Un soir, paraît-il, pour marquer définitivement son mépris au bourrelier, Dingo, en passant, leva la patte sur un beau collier de cheval, tout neuf, qui séchait devant la porte sur le trottoir et il inonda d’un jet puissant, corrosif, la peau de mouton teinte en bleu, les glands de laine rouge et les grelots de cuivre qui harnachaient ce magnifique objet. Velu devint furieux. Mais il savait se maîtriser, en vue d’une vengeance plus éclatante. Il se leva, le dos courbé, sournoisement, silencieusement, alla chercher dans l’arrière boutique un baquet plein d’eau de savon, où Mme Velu avait lavé son linge et il en lança le contenu, impétueusement, sur le pauvre Dingo.

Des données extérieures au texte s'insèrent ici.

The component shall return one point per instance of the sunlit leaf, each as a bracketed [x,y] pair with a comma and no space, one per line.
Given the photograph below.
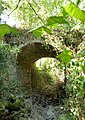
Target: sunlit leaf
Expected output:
[5,29]
[74,11]
[54,20]
[83,68]
[65,56]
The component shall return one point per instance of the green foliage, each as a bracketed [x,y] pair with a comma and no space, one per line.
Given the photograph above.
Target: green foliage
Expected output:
[65,56]
[56,19]
[5,29]
[74,11]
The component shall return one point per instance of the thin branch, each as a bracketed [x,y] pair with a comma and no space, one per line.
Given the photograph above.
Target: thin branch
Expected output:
[14,8]
[35,11]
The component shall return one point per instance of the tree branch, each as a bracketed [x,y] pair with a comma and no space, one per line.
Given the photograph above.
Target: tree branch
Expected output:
[14,8]
[34,11]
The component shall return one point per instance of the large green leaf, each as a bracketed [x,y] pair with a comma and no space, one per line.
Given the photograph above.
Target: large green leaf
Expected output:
[40,30]
[56,19]
[5,29]
[74,11]
[65,56]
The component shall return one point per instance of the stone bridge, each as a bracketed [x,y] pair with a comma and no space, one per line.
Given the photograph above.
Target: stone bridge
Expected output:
[29,54]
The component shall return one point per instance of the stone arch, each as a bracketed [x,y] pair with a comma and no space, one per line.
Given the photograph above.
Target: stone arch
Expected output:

— Pour toi !… fit-il, simplement, en ricanant.

Affreusement mouillé, le poil collé au corps, sa belle queue touffue amincie en corde, les yeux brûlés par la potasse, profondément humilié, Dingo s’enfuit et rentra à la maison, poursuivi par les rires méchants du bourrelier. Il se sentait ridicule. Mais il n’avait rien oublié. Le soir, sur la terrasse, il songea à sa revanche.